I need help going through this plateau

I am 5;2 and I started at 234.6 on New years. Today I weighed in at 219.6. For the month of January I have dropped about 15lbs but since February started I have been fluctuating between 119-222 despite doing the same thing as I did in January.

I am on a 1200 calorie diet and I pretty much eat the same thing everyday. I eat out one meal once or twice a week and completely gave up soda and any sugar containing drinks. I do cardio machines 3 times a week and resistance training 3 times a week. as well as a kettle bell routine, zumba, and a 5 mile hike usually once a week. I do half my exercise calories readout from the machine and I eat some of them back if I am hungry.

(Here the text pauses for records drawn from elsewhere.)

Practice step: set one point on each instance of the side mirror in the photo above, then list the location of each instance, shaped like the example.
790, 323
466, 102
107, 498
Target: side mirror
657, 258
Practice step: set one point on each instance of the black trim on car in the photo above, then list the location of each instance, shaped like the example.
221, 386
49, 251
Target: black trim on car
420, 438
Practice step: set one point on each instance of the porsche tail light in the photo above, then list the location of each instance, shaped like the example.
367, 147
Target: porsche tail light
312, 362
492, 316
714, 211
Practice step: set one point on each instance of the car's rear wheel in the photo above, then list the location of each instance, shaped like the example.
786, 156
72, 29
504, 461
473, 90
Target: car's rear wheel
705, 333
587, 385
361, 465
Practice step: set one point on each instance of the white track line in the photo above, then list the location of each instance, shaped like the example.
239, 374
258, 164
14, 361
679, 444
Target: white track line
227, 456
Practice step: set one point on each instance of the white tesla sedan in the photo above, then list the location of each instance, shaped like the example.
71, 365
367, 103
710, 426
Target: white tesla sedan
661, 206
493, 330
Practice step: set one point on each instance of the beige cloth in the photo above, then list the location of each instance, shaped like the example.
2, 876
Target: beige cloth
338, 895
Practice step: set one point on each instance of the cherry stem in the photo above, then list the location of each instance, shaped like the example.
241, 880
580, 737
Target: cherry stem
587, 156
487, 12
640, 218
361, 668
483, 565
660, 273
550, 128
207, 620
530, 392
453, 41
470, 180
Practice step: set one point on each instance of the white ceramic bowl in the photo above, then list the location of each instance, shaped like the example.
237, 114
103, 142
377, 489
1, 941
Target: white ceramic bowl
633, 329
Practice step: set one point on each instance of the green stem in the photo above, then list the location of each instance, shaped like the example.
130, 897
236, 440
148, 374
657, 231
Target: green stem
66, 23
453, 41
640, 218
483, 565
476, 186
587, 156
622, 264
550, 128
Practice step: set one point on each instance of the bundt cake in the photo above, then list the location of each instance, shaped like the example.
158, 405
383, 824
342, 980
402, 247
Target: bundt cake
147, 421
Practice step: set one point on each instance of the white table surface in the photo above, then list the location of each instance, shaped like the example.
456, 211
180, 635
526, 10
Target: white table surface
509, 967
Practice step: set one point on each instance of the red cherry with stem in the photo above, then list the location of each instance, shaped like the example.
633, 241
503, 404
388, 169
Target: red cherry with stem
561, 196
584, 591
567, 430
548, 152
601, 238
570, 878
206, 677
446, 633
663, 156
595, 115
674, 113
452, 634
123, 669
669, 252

How common is plateaus this early on and how did you handle them without feeling discouraged?

Replies

  • lifeofagymbunny
    lifeofagymbunny Posts: 8 Member
    Hi jacki865. Congratulations on your weight loss far! The reason you are plateauing is a) your calories are you too low, and b) could be that you are eating more calories than you realise.

    Nobody can survive long term on 1200 calories - it is below the basic energy expenditure required for a human being. Your body has gone into survival mode and is desperately holding onto every last piece of fat because you are not eating enough.

    Or it could be that you are consuming more than you realise. Do you weigh out all your food? If you make your diary public, I could have a look :)

    Good luck.
  • Tavahi
    Tavahi Posts: 9 Member
    Change it up! Your body will get so used to the same diet and the same workout it will begin to grow stangant.its the same concept as muscle confusion, but use it with your diet! Also 15 pounds is a pretty dramatic drop. Probobly mostly water weight. Just keep pushing and it will show! Not today, not tomorrow, but soon. Best of luck!
  • diannethegeek
    diannethegeek Posts: 14,776 Member
    A plateau is usually considered to be something like 6+ weeks with no change on the scale and no changes to your routine (since changes in diet and exercise routines tend to come with a lot of water weight fluctuations). So it doesn't sound like you've quite hit one yet. But stalls are still frustrating!

    This is my really general advice:

    1. If it's been less than 3 weeks or so, don't sweat it! Normal fluctuations happen and unfortunately sometimes we stall for a week or two even when we're doing everything right. Give your body some time to catch up with the changes you're making.

    2. If you aren't already, be sure that you're logging everything. Sometimes people forget about things like veggies, drinks, cooking oils, and condiments. For some people these can add up to enough to halt your weight loss progress.

    3. Consider buying a food scale if you don't already have one. They're about $10-$20 dollars in the US and easily found at places like Amazon, Target, and Walmart. Measuring cups and spoons are great, but they do come with some degree of inaccuracy. A food scale will be more accurate, and for some people it makes a big difference.

    4. Logging accurately also means choosing accurate entries in the database. There are a lot of user-entered entries that are off. Double-check that you're using good entries and/or using the recipe builder instead of someone else's homemade entries.

    5. Recalculate your goals if you haven't lately. As you lose weight your body requires fewer calories to run. Be sure you update your goals every ten pounds or so.

    6. If you're eating back your exercise calories and you're relying on gym machine readouts or MFP's estimates, it might be best to eat back just 50-75% of those. Certain activities tend to be overestimated. If you're using an HRM or activity tracker, it might be a good idea to look into their accuracy and be sure that yours is calibrated properly.

    7. If you're taking any cheat days that go over your calorie limits, it might be best to cut them out for a few weeks and see what happens. Some people go way over their calorie needs without realizing it when they don't track.

    8. If you weigh yourself frequently, consider using a program like trendweight to even out the fluctuations. You could be losing weight but just don't see it because of the daily ups and downs.

    9. Some people just burn fewer calories than the calculators predict. If you continue to have problems after 4-6 weeks, then it might be worth a trip to the doctor or a registered dietitian who can give you more specific advice.
  • Stimpy56
    Stimpy56 Posts: 610 Member
    I just hit my plateau today as well. I had been loosing on average 2 lb per week, down 12 lbs since Jan 1. Even though I did not loose any weight this week, I have noticed that my pants fit looser than last week, so I may be loosing inches over pounds. Also, I have been doing lots of cardio (elliptical and treadmill) and my legs burn after every workout. That tells me I am most likely building muscle. This week is going to be a mental game and I got to stay motivated. I just need to keep doing what I have been doing and wait until my next weigh-in. Hope that helps.